The (* Edition) bit is humorous. Imagine what life would be like if Mac OS or Windows were marketed this way:
Windows (Asus ... Edition)
Windows (Biostar ... Edition)
Windows (eVGA ... Edition)
Windows (Foxconn ... Edition)
Windows (Gigabyte ... Edition)
Windows (HP ... Edition)
Windows (Intel ... Edition)
Windows (MSI ... Edition)
etc.
Historical footnote: MS-DOS and Windows were initially marketed this way and only licensed to OEMs, who sublicensed them to consumers. The upside was that OEMs were responsible for compatibility, not Microsoft. That's why you still see things like Compaq DOS floating around, as the OEM was responsible for customizing and compiling IO.SYS. The DOS kernel, MSDOS.SYS, and the shell, COMMAND.COM, were distributed as binaries. PC-DOS was the same stuff with a few ifdef's in source--the binary files just had different names, and many of the bundled utilities were different.
An OS4 version of an OEM Adaptation Kit would be very nice.
The next time anyone questions Windows's stability, consider that it runs on every 386 or higher PC BIOS-compatible motherboard manufactured in the last 17 years. (Well, maybe. I'm sure they're requiring a more advanced instruction set now.) The same can be said of Linux (which, despite claims to the contrary, is compatible with less hardware than Windows).

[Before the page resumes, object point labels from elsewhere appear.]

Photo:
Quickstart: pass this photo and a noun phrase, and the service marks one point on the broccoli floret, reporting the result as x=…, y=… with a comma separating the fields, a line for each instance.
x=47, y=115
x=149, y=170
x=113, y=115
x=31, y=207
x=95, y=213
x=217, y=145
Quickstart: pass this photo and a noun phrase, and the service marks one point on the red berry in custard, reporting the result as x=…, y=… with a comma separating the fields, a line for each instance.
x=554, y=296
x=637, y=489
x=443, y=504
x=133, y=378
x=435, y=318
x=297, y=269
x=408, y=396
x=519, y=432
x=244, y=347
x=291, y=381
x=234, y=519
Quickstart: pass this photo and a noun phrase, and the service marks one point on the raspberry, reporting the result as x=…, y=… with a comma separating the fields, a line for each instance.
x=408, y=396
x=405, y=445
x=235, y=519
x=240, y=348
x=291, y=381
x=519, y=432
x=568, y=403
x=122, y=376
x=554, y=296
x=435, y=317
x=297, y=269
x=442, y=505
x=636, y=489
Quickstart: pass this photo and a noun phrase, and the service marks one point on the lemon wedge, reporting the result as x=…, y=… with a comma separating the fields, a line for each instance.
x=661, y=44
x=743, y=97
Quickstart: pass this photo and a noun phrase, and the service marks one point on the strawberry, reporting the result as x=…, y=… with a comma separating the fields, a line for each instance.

At least Apple has the luxury of designing both the hardware and the software, but frankly, there's no way Amiga, Inc. or Hyperion can compete with Apple in either the hardware or software market.
U-Boot, OpenFirmware, et al should make it simply a matter of device driver development. It's too bad most of the key OS4-related driver development info is still considered proprietary or closed.